The book Things Fall Apart by Chinua Achebe is a great example I think. Okonkwo runs his whole life pretty much in fear of ending up like his father and people respect him out of fear and that if they didn't, he would hurt them. He is a scary leader but that also gets his job done and is, in my own opinion, a pretty efficient way to do it. We follow the rules in our lives in fear of going to jail if we don't follow them, which is kind of like how Okonkwo leads.

One example of pieces of work we could talk about in this blog was Catching Fire by Suzanne Collins and it was a perfect example. Katniss ends up having to go compete in the Hunger Games for a 2nd time along with a group made up of all other victors. In fear of getting killed or tortured by the capitol she goes and competes in the Hunger Games again, even though part of winning the games is you will never have to compete again. Although Katniss is scared of going into the games and getting killed, the capitol also fears her a lot. They make the games these ways to try and kill off Katniss Everdeen in a relatively civil way because she is becoming a symbol of the rebellion of the districts, which obviously the capitol does not want. Katniss goes into the games in hope of winning and coming out alive, as well as many of the audience.

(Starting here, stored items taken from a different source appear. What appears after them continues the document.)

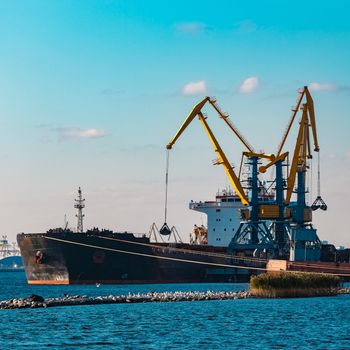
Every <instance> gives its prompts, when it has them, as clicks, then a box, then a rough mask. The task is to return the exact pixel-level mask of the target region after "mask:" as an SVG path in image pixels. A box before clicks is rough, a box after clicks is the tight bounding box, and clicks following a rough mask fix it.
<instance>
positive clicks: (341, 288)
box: [0, 287, 350, 309]
mask: <svg viewBox="0 0 350 350" xmlns="http://www.w3.org/2000/svg"><path fill="white" fill-rule="evenodd" d="M335 294H337V295H338V294H350V287H346V288H339V289H338V290H337V293H335ZM332 295H333V294H332ZM248 298H257V296H255V295H254V294H253V293H252V292H251V291H249V290H246V291H239V292H213V291H207V292H192V291H191V292H149V293H143V294H140V293H137V294H127V295H109V296H97V297H89V296H86V295H83V296H80V295H74V296H69V295H66V296H64V297H62V298H47V299H44V298H43V297H41V296H39V295H35V294H32V295H31V296H30V297H28V298H19V299H10V300H3V301H0V309H25V308H47V307H54V306H78V305H99V304H125V303H150V302H178V301H204V300H236V299H248Z"/></svg>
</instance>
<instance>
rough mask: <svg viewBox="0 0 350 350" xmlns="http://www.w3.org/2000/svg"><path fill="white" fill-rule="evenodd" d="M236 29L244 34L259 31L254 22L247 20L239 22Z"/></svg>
mask: <svg viewBox="0 0 350 350" xmlns="http://www.w3.org/2000/svg"><path fill="white" fill-rule="evenodd" d="M235 27H236V29H237V30H238V31H240V32H242V33H252V32H255V31H256V30H257V29H258V26H257V24H256V23H255V22H254V21H252V20H249V19H248V20H245V21H240V22H237V23H236V25H235Z"/></svg>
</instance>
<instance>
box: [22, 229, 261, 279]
mask: <svg viewBox="0 0 350 350" xmlns="http://www.w3.org/2000/svg"><path fill="white" fill-rule="evenodd" d="M17 241H18V245H19V247H20V250H21V255H22V258H23V263H24V268H25V272H26V276H27V280H28V283H29V284H92V283H111V284H113V283H193V282H245V281H248V280H249V277H250V275H251V274H252V273H258V272H260V269H263V268H265V266H266V262H265V261H261V260H255V259H248V260H246V259H239V258H235V259H233V258H232V257H231V256H230V255H228V252H227V249H226V248H224V247H212V246H204V245H203V246H198V245H190V244H184V243H151V242H150V241H149V239H148V238H147V237H140V238H139V237H135V236H134V235H132V234H129V233H108V234H103V233H102V232H100V233H95V234H89V233H72V232H65V231H63V232H59V233H57V232H56V233H52V232H51V233H45V234H19V235H18V236H17Z"/></svg>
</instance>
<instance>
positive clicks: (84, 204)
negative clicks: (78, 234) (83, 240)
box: [74, 187, 85, 233]
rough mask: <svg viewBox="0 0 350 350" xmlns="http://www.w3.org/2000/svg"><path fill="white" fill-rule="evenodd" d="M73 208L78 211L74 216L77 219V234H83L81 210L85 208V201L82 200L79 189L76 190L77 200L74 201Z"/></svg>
mask: <svg viewBox="0 0 350 350" xmlns="http://www.w3.org/2000/svg"><path fill="white" fill-rule="evenodd" d="M74 208H76V209H78V213H77V214H76V215H75V216H76V217H77V218H78V222H77V232H79V233H82V232H84V228H83V219H84V216H85V215H84V214H83V208H85V199H84V198H83V196H82V194H81V188H80V187H79V189H78V198H77V199H75V204H74Z"/></svg>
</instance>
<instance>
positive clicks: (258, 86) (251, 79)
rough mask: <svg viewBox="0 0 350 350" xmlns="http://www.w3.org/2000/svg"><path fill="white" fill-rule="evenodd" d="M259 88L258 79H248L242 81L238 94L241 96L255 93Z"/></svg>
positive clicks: (252, 78)
mask: <svg viewBox="0 0 350 350" xmlns="http://www.w3.org/2000/svg"><path fill="white" fill-rule="evenodd" d="M258 87H259V79H258V77H249V78H247V79H245V80H244V81H243V83H242V84H241V86H240V87H239V92H240V93H241V94H251V93H253V92H255V91H256V90H257V89H258Z"/></svg>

One final example I'm gonna use is the short story The Lady and the Tiger, by Frank Stockton. In this story a peasant worker falls in love with the daughter of the king of the kingdom which outrages the king that the worker would think he would be worthy enough to love his daughter. Although the princess and the castle worker are in love the king forces the peasant to do what every other person does when they do something unjust, go into the arena. In the arena there are 2 completely identical doors and behind one is the fairest maiden in the kingdom for which he is to be married to immediately, and behind the other is a beast that will kill you immediately. The choice is your to pick the door and the man goes into the arena like any other and stands in front of the doors. He looks up to the princess who knows what is behind each doors and she moves her hand ever so slightly saying to pick the right door. The man picks that door and then the story ends without telling us what is behind that door. Everyone wants to believe its the maiden and that the princess chooses for him to live, we can't know for sure. She may have sent him to the beast in fear he would fall in love with the maiden, or maybe she sent him to the maiden in hope that her love would find a way to be happy without her. We don't know what's behind the door, except the peasant follows what she chose for him in hope that the princess would point him towards the door that would leave him the happiest. Maybe the happiest for him is dead if he can't be with her and maybe the happiest is with the maiden, we will never know.

1 comment:

  1. Nice work, Josie! You do an excellent job of blending in literature, life experience, and our discussions from class. You make some good conclusions, too. You bring in work from inside and outside of class and find a way to create a cohesive blog. I enjoyed reading this. Thank you!